Clarinetist Allison Herz studied at Temple University (Bachelor of Arts in Musicology and Performance) and the University of Pennsylvania (Master of Arts in Musicology and Music Theory). Ms. Herz has long been a champion of new music, and has performed with many new music groups in Philadelphia and New York, including the Penn Contemporary Players, the Philadelphia New Music Group, the Orchestra of Our Time, Relache, and Orchestra 2001, where she has appeared as soloist several times. Philadelphia-area composers who have written pieces for her include James McVoy, Jay Reise, Joe Franklin and Larry Nelson, and she has given many premiere performances of new works. Ms. Herz also plays in the Philadelphia Classical Symphony and the Opera Company of Philadelphia Orchestra, and teaches at Swarthmore and Haverford Colleges, the Darlington Fine Arts Center, and the Community College of Philadelphia.

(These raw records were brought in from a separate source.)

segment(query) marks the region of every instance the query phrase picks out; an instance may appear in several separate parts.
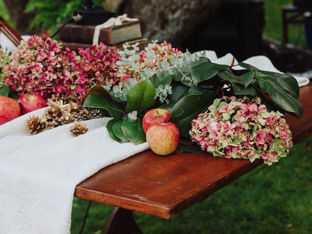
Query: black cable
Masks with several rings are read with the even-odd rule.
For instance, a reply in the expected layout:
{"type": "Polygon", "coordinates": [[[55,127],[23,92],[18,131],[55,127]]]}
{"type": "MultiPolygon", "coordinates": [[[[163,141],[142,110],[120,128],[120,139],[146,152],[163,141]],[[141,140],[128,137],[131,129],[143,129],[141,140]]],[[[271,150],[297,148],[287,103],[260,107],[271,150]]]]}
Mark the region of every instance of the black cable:
{"type": "Polygon", "coordinates": [[[79,22],[79,21],[81,21],[82,20],[82,17],[80,15],[78,15],[78,16],[75,16],[71,17],[70,19],[69,19],[68,20],[67,20],[67,21],[66,21],[65,23],[62,24],[62,26],[61,26],[59,27],[59,28],[58,29],[57,31],[52,35],[52,36],[50,37],[50,38],[53,38],[54,37],[55,37],[59,32],[60,30],[63,29],[63,28],[65,27],[65,25],[66,25],[68,23],[75,23],[75,22],[79,22]]]}
{"type": "Polygon", "coordinates": [[[92,201],[89,201],[89,203],[88,204],[88,206],[87,207],[87,210],[86,210],[86,213],[84,214],[84,217],[83,217],[83,220],[82,221],[82,224],[81,225],[81,227],[80,229],[80,231],[79,231],[79,234],[82,234],[82,232],[83,232],[83,229],[84,228],[84,225],[86,224],[86,221],[87,221],[87,218],[88,217],[89,210],[90,210],[90,208],[91,206],[92,203],[92,201]]]}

Karen Bentley Pollick. graduated from Indiana University in 1987 with a Masters of Music degree in Violin Performanc. Since then she has pursued a unique career as a violinist, violist, conductor and pianist She has concertized as soloist throughout the capitals of Europe, Asia, the United States, Canada, and Russia, and has several recordings of original music including Electric Diamond, Angel, Konzerto and Succubus, Ariel View, and Dancing Suite to Suite. Ms. Pollick regularly concertizes with pianist Dmitriy Cogan, with whom she has collaborated for 17 years. She also collaborates with percussionist Ian Dogole of Global Fusion Music in a variety of musical styles. A champion of contemporary music, she has premiered compositions for violin and piano, solo violin, and violin with electronics. Ms. Pollick has toured with the New York Philharmonic, Mikhail Baryshnikov's White Oak Dance Project, the Bolshoi Ballet, Barbra Streisand and has performed in the New Mexico and Seattle Symphonies. She is currently the violinist in Paul Dresher's Electro-Acoustic Band.

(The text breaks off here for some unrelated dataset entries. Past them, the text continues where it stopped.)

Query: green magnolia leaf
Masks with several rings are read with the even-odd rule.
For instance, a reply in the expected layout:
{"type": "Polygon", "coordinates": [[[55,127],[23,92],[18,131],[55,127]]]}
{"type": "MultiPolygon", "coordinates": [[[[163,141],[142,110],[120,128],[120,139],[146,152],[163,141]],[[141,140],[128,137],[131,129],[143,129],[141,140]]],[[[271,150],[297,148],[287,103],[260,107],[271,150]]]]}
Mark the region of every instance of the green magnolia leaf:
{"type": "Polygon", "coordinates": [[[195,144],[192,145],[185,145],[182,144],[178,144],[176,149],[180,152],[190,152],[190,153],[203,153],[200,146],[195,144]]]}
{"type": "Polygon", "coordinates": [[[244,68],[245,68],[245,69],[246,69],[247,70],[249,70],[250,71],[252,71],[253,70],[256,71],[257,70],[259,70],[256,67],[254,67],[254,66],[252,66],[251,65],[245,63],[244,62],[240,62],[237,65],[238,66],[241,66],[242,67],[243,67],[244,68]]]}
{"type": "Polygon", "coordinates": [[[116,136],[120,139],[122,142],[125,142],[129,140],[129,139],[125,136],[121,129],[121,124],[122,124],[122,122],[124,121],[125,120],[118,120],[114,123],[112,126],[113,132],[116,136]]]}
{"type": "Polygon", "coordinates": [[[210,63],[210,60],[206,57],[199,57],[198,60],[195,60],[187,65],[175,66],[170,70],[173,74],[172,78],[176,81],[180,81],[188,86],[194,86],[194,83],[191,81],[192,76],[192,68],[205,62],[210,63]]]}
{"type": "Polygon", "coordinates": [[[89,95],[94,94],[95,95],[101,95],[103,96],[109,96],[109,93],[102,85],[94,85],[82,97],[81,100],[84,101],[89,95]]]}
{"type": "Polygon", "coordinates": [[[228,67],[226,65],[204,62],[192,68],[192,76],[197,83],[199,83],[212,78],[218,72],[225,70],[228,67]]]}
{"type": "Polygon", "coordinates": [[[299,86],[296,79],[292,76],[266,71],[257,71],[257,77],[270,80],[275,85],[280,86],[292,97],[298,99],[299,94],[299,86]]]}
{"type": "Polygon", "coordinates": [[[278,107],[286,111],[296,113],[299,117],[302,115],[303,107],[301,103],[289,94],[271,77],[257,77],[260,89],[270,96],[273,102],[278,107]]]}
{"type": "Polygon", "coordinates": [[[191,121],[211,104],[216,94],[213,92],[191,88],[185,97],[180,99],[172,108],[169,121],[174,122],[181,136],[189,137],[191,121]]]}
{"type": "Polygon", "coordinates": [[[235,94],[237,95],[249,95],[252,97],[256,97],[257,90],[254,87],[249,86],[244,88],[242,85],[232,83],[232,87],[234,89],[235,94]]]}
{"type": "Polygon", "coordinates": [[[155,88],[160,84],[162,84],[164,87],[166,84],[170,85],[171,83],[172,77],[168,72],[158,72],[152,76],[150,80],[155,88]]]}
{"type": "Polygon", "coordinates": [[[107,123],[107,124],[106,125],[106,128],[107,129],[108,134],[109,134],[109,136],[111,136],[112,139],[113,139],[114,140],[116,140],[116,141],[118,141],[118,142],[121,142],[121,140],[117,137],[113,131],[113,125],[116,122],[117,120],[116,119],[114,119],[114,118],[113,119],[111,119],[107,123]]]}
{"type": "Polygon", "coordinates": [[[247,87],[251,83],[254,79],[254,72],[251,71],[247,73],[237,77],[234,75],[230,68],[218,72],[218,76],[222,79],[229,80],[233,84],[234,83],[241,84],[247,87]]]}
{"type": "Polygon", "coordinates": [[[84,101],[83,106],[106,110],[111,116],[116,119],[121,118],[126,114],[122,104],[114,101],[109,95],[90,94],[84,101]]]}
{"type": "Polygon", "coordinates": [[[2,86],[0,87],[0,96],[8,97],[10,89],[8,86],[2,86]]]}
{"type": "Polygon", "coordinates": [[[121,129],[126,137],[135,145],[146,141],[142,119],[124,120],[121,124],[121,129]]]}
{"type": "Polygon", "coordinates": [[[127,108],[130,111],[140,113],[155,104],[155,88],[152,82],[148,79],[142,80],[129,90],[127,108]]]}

Born in Israel, Michal Schmidt studied at the Tel Aviv University in Israel. Following studies at the Royal Academy of Music in London, she came to the United States in 1979 to study at the Curtis Institute of Music in Philadelphia. She received her Master Degree at the University of the Arts in Philadelphia and is the winner of numerous prizes and awards, including ones from the American Israeli Cultural Foundations, the Israeli Arts Council, the Royal Academy of Music in London, the Josef Hoffman Competition, the Jean Frederick Perrenoud Competition in Vienna. Ms. Schmidt has taught at the Pennsylvania Conservatory, the Berman School of Music as well as coaching chamber music at Haverford College. She has performed as soloist, with chamber music groups and has been broadcast of several radio stations. She has also worked with the Composers Guild of the University of Pennsylvania, Relache Contemporary Music Ensemble, The Hildegard Players (a group dedicated to the performance of women composers, past and present) and the Network for New Music in Philadelphia.
Gerald Levinson, Professor of Music at Swarthmore College, was a student of Messiaen's in Paris and is uniquely qualified to address the compositional problem presented by the work and its place in the composer's artistic and spiritual life.